For a blog that has the word “rants” in the title, I really do not rant too much. I probably put the word in there for the poor attempt at semi-alliteration. I am one guy, who updates this blog at very irregular intervals, basically as the drive to write hits and leaves me. Lately though I worry that the drive has been away from me for way too often. I feel horrible for it, as while it isn’t like I have a bunch of people who read this site, I do like to write, and do like think I am somewhat good at it. It just seems that, especially lately the frequency in which this blog is updated is too left to the whimsy of my own moods and temperament. This is my own personal space, but really I am loathe to share any actual details about me, the Ray in the gaming rants. To some degree, I feel like I owe it to myself at the moment to get this out there, maybe explain myself a bit.
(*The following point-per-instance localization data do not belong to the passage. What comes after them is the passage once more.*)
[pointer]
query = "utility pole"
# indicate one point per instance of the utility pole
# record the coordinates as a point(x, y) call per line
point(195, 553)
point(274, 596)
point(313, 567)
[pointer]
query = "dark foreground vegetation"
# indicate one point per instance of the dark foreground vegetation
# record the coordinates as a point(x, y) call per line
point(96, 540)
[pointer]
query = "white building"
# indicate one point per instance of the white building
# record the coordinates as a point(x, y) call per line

Just simply put, things have not been great lately. Just in general I found myself to be very stressed out over a bunch of things happening around me, that get to me in ways I am not entirely sure is appropriate. I am also a horrible procrastinator, and have been putting off studying for an important test for a while now. And the deadline is starting to hit where I really need to start, lest I find myself not completely ready. People have left my life as of late, and I am kind of sure more are to follow, and it is depressing.
When this sort of crappy stuff happens, I take solace in games. So while I have been playing games, I don’t feel the need to talk about them as much, or the drive. The drive is more accurate. I just finished Saints Row 4 last night, and I do plan on reviewing it, and I do want to write something about Animal Crossing: New Leaf, but not a review, more of an extended set of impressions. It’s tough though, when the drive to really do anything useful has left you. It is far different for professionals I am sure, who draw some form of pay for their work. I still go to work everyday, and perform my job well. It is the other, optional stuff that suffers. I guess the challenge in this sort of situation is to not see the work I do here as something as optional, but something I need to do, if nothing else because I do need an outlet. The steam needs to blow out somewhere, and should do so in a constructive fashion. We will see what comes tomorrow, I am off, and have nothing planned.